I pry myself halfway off Fel but still lean against her side, listening while she nods and continues. “I was in the back when I heard a big crash. Just looked out in time to see what was happening before I locked myself in the storeroom.” Her brows knit, and she tucks a lock of her dark hair back. “They didn’t even try to get in. They totaled the place, emptied the register, and left.”
“It’s likely they didn’t realize you were there,” Langley says. “If the register was the target and not you, it was just a smash and grab. No time to go lookin’ around for anything else.”
My temper flashes hot, and I squeeze Felicity tighter. “They sure took their sweet time beating up the place! It’s a goddamn mess. That had to take like half an hour or so.”
“Fifteen minutes,” Fel whispers. “I was counting.”
“Did you get a look at any of them?” Langley asks.
Felicity nods. “Won’t help much, though. Just a quick glimpse. There were four of them, all men, all of them wearing black with ski masks. I think they had crowbars.”
I go still.
Wearing black with ski masks.
That sounds too familiar.
But I keep my mouth shut, letting Fel talk. Blake and Holt walk by, heads together and deep in conversation. I catch Holt’s eye.
He slows, lifting his head, glancing toward my friend.
“Most of them just seemed ordinary, but the one in charge, or at least I think he was...he was big,” Felicity says. “Real huge. This brick of a build, even had a square head.”
I stare at Holt.
Jesus. I don’t want to say anything out loud here, but...
Who the hell do we know that’s built like a tank and prone to violence?
He’s giving me the same look.
Declan Eckhard.
But why would he target Felicity to get at me?
Or was it not about me at all, and he was just looking for another way to get some dirty cash?
If those other truckers were getting impatient, ready to kick his ass...he could’ve muscled them into helping with a break-in. Felicity wouldn’t have had a fortune in the register, but probably a couple thousand or so after a solid day’s work.
All gone now.
Along with the hellish amount of work she put into keeping this place afloat, from f
undraisers to bake sales to anything and everything else she could ever think of.

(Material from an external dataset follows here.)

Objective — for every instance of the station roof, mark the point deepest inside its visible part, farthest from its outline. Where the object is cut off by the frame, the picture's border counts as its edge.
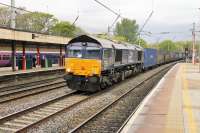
(10, 34)
(87, 38)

It makes me so stinkin’ mad.
When I find that prick, I’m gonna make him eat a mouthful of my fist as an appetizer for the teeth I’ll shove down his throat.
I just hang on to Fel while she gives Langley a few more details.

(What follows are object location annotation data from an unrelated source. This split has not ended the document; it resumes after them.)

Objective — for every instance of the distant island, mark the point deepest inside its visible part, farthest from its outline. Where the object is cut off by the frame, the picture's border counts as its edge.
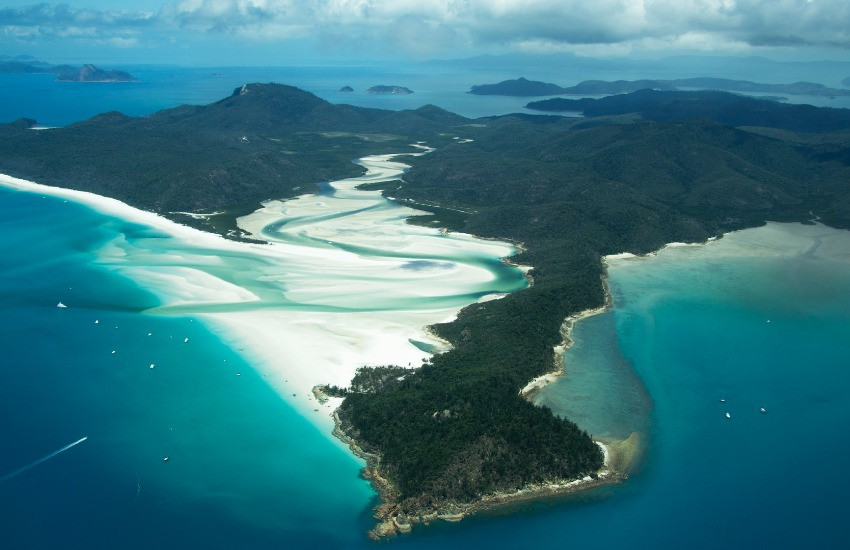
(65, 73)
(389, 90)
(458, 434)
(522, 87)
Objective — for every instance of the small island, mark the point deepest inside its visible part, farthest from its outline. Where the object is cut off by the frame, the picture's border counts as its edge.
(457, 433)
(381, 89)
(65, 73)
(520, 87)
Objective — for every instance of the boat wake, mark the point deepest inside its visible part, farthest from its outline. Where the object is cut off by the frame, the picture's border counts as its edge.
(23, 469)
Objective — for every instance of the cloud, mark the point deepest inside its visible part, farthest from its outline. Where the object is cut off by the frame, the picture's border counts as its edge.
(430, 26)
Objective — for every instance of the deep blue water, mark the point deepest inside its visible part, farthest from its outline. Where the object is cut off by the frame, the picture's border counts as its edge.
(246, 470)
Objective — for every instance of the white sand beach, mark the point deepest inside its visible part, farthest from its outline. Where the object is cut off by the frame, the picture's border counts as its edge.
(343, 281)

I can’t help but notice how tense she gets when Langley looks at her again.
“Can you think of anyone who might’ve had a motive to do this, instead of just a crime of greed or opportunity?” Langley asks.
Remember how I said Felicity never gets shaken by anything?
She looks pretty damn shook right now.
It’s just for a second.
Her face goes blank, her eyes dull.
Hugging her is like hugging a steel mannequin.
Then she just shrugs it off like nothing and smiles, tucking her hair back again. “Unless I ever served a cup of coffee that bad, no, not really.”
Langley gives a little chuckle, scribbling something else down in his notepad, then flips it closed and tucks it in his breast pocket.
“All right then,” he says. “I’ll get some police tape up to cordon this place off, and in the morning we’ll take some photos once we’ve got better light. You gonna want them for insurance purposes?”
“Yes, please.” Felicity flashes him a grateful smile. “Is there anything else you need from me?”
“Not tonight.” He shakes his head, hooking his thumbs in his belt and hitching it up a little. “You should go on home, get some rest. If you don’t feel safe, call a friend. If you remember anything else, you know how to reach me.”
“Only one who ever answers 9-1-1,” Felicity teases, earning another laugh—more of a guffaw—from him.
She’s the only girl I know who could keep laughing in a situation like this.
Langley shakes her hand, then drops into the driver’s seat of his patrol car, immediately picking up the radio on the dash and muttering into it.
I let out a long sigh.
Our town’s so small we don’t even have a proper dispatch officer. But we sure do have our fair share of trouble.
I look up at Felicity. She’s looking over my head, her eyes misty as she stares at the wreckage of her coffee shop.